Vuelan en mí mariposas enredadas formando una escala de La menor. Amenazan con atentar los más amargos recuerdos que un tiempo atrás sabían a caramelo de fresa. Cuentos de princesa, sueños de corcel, para una extraña existencia que tan sólo juzga por las apariencias y las trazas. Crecen mentiras, mueren verdades. Atraviesan mi realidad palabras sin dueño, y es que sólo ellas y los sentimientos son aprueba de golpes. Intentos de espirar inocencia y de inhalar madurez. Ausencias de alguien que jamás existió. Surgen estragos y con ellos, nuevas esperanzas. Esperanzas que, a veces ni son palpables. Pensamientos inertes e insípidas cartas de amor respaldadas en míseros te quieros sin sentido. Un destino construido con líneas de tinta imborrable que baraja una última posibilidad para todo esto. Una mínima esperanza que lleva entrelazado entre su espuria de pasión y desengaño el enfrentamiento entre tú y yo, entre la guerra y el amor.
Lujuria, pasión, desengaño... amor. Lujuria, pasión, desengaño... amor. Lujuria, pasión, desengaño...amor. Lujuria, pasión, desengaño... amor. Lujuria, pasión, desengaño... amor.

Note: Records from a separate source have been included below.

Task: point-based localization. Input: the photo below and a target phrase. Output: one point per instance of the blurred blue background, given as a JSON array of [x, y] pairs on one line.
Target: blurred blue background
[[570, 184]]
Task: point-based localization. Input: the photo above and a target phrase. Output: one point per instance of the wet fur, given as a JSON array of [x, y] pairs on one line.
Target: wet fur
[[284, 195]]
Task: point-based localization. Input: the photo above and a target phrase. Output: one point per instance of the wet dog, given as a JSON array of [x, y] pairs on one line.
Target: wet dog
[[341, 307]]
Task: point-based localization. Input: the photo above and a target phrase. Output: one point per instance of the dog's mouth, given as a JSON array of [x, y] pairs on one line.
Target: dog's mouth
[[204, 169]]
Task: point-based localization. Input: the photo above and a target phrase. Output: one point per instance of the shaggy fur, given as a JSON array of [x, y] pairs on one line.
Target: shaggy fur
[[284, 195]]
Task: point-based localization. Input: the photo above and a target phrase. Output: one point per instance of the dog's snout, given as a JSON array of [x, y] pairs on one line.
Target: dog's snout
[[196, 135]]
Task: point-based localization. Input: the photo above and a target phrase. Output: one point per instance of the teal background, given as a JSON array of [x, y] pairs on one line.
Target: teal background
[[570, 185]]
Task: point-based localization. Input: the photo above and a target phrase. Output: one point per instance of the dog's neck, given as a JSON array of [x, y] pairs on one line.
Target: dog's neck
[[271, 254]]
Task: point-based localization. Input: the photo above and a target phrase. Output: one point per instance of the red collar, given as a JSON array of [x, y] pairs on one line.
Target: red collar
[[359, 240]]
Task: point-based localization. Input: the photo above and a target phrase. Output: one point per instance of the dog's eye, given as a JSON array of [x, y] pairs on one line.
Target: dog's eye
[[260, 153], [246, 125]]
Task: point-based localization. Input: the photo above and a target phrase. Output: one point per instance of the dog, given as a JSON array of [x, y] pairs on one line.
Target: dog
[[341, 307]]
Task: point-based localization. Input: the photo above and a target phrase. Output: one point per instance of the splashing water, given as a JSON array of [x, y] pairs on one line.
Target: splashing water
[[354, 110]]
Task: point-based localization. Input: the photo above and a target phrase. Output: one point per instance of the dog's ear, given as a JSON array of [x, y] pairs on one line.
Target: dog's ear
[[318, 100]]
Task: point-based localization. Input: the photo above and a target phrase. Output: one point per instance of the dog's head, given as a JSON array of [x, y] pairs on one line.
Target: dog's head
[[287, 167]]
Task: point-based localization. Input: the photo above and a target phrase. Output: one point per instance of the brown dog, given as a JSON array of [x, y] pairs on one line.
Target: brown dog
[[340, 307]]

Rompiendo espejos, para ver si así me cambia la suerte. Persiguiendo sueños que tienen nombre de películas malvendidas en taquilla. Tirando por la borda lo que me queda, que es mucho y nada. Sabiendo a cada minuto que nada de esto fue real y tuve la capacidad suficiente para creerme una historia parcialmente utópica. Anhelando esa fantasía, que a veces se tornaba en realidad. Tocando suaves melodías con el piano de tus dedos. Intentando averiguar cuál es la línea que separa la sutileza y la farsa. Sacándome de dudas. Dejándome llevar...
Hoy tengo ganas de escuchar esa canción una y otra vez.